Daśādhyāyī
- Language: Sanskrit
- Subject: Astrology
- Publication place: India

= Daśādhyāyī =

Hindu astrological commentary

Dashadhyayi (Devanāgarī: दशाध्यायी, IAST: Daśādhyāyī) is a commentary on the first ten chapters of Varāha Mihira's Bṛhat Jātaka, written in present-day Kerala, India. This text was regularly studied and memorised along with Bṛhat Jātaka and its interpretation of terms readily accepted.

== Authorship ==

Earlier scholars considered the 13th-century author Govinda Bhattathiri alias Govindan to be the author of Daśādhyāyī, and its earlier version Nauka. According to B. V. Raman, Govinda has very intelligently tried to read some secret or hidden meanings into Varāha Mihira's writings other than they would ordinarily imply. However, M. Ramkrishna Bhatt theorized that either the author of Daśādhyāyī was Govinda and the author of Nauka some other writer who is not yet known, or Govinda Bhattathiri did not write Daśādhyāyī.

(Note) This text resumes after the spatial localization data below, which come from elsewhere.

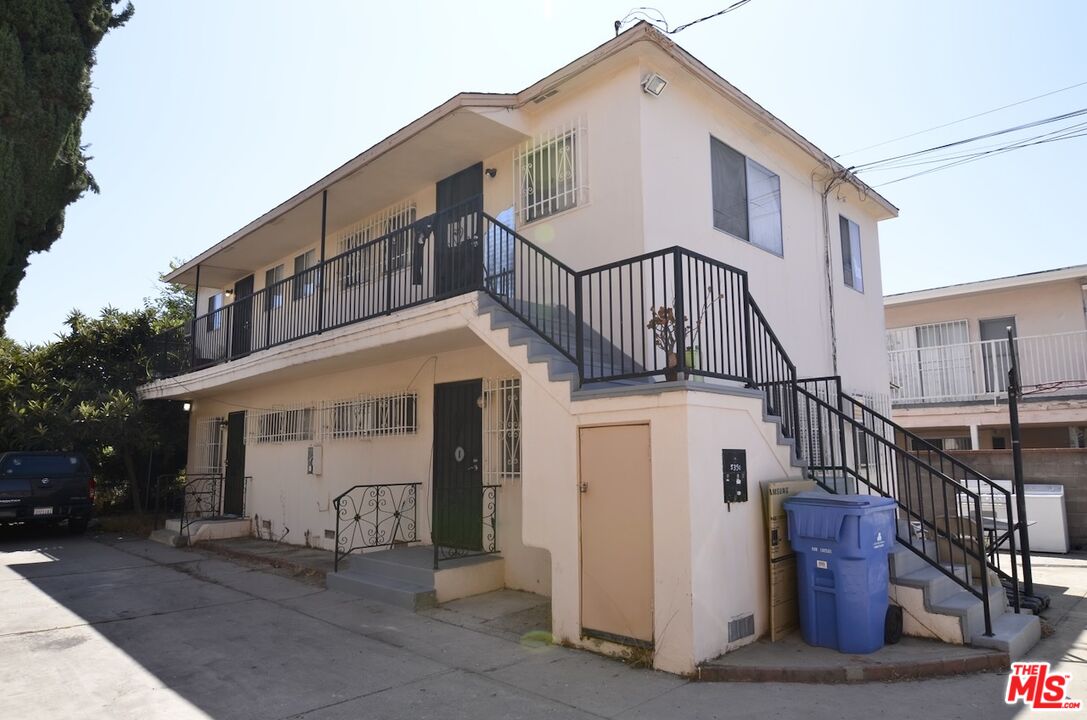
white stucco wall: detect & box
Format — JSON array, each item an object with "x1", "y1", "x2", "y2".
[
  {"x1": 635, "y1": 49, "x2": 891, "y2": 400},
  {"x1": 186, "y1": 342, "x2": 552, "y2": 596}
]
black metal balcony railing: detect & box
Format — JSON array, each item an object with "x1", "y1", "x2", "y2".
[{"x1": 149, "y1": 198, "x2": 787, "y2": 396}]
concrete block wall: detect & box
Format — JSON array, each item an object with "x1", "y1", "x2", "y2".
[{"x1": 947, "y1": 449, "x2": 1087, "y2": 550}]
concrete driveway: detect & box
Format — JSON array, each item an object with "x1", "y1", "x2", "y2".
[{"x1": 0, "y1": 529, "x2": 1082, "y2": 719}]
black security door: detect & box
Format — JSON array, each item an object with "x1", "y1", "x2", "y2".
[
  {"x1": 223, "y1": 411, "x2": 246, "y2": 516},
  {"x1": 231, "y1": 275, "x2": 255, "y2": 358},
  {"x1": 435, "y1": 163, "x2": 484, "y2": 296},
  {"x1": 432, "y1": 380, "x2": 484, "y2": 551}
]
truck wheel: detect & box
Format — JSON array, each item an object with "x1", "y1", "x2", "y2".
[
  {"x1": 68, "y1": 518, "x2": 89, "y2": 535},
  {"x1": 885, "y1": 605, "x2": 904, "y2": 645}
]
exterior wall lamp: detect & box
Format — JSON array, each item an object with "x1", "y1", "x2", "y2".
[
  {"x1": 642, "y1": 73, "x2": 667, "y2": 96},
  {"x1": 182, "y1": 401, "x2": 191, "y2": 412}
]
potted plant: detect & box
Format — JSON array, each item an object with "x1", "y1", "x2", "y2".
[{"x1": 647, "y1": 285, "x2": 726, "y2": 382}]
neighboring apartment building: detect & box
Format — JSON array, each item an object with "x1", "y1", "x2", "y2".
[
  {"x1": 139, "y1": 24, "x2": 1037, "y2": 672},
  {"x1": 885, "y1": 265, "x2": 1087, "y2": 450}
]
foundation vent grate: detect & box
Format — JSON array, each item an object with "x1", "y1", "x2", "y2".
[
  {"x1": 728, "y1": 614, "x2": 755, "y2": 643},
  {"x1": 324, "y1": 529, "x2": 335, "y2": 540}
]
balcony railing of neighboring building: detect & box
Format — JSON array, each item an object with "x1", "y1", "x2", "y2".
[{"x1": 888, "y1": 330, "x2": 1087, "y2": 405}]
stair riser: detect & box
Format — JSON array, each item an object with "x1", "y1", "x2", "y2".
[
  {"x1": 326, "y1": 573, "x2": 436, "y2": 610},
  {"x1": 347, "y1": 556, "x2": 435, "y2": 586}
]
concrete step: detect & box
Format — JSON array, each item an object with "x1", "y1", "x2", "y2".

Recent research suggests that Govinda only wrote Nauka, another commentary of the entire Brihat Jataka text with same style and language during the 13th century. Daśādhyāyī appeared during 15th century with same narrative style but for only ten chapters of Brihat Jataka. It is now evident that Daśādhyāyī is an abridged version of Nauka, rearranged by some teacher of later school. The authorship of the Daśādhyāyī was assigned to Govinda Bhattathiri in the Ithihyamala written by Sankunni during late 19th century.

== Style and influence ==

Daśādhyāyī was primarily written in simple language and style for the benefit of the author's disciples. It is based on experimentation and observation; he has focussed on prediction and profusely quoted sources. He has followed more the views of Sārāvalī on which basis he has also criticized Varāha Mihira. With regard to the value and importance of Daśādhyāyī, which commentary is the foremost amongst the twenty-eight commentaries on Bṛhat Jātaka, Harihara, the author of Praśna Mārga, states that:

Sanskrit: अदृष्ट्वा यो दशाध्यायीं फलमादेष्टुमिच्छति । इच्छत्येव समुद्रस्य तरणं स प्लवं विना ॥३२॥

IAST: adṛṣṭvā yo daśādhyāyīṃ phalamādeṣṭumicchati ।
icchatyeva samudrasya taraṇaṃ sa plavaṃ vinā ॥32॥

English Translation by B. V. Raman:

“One, who attempts to predict without the Daśādhyāyī, would be like a man trying to cross an ocean without a boat.”

– Praśna Mārga: Importance of Varāhamihira, Śloka 32, Prathamādhyāya - Chapter 1.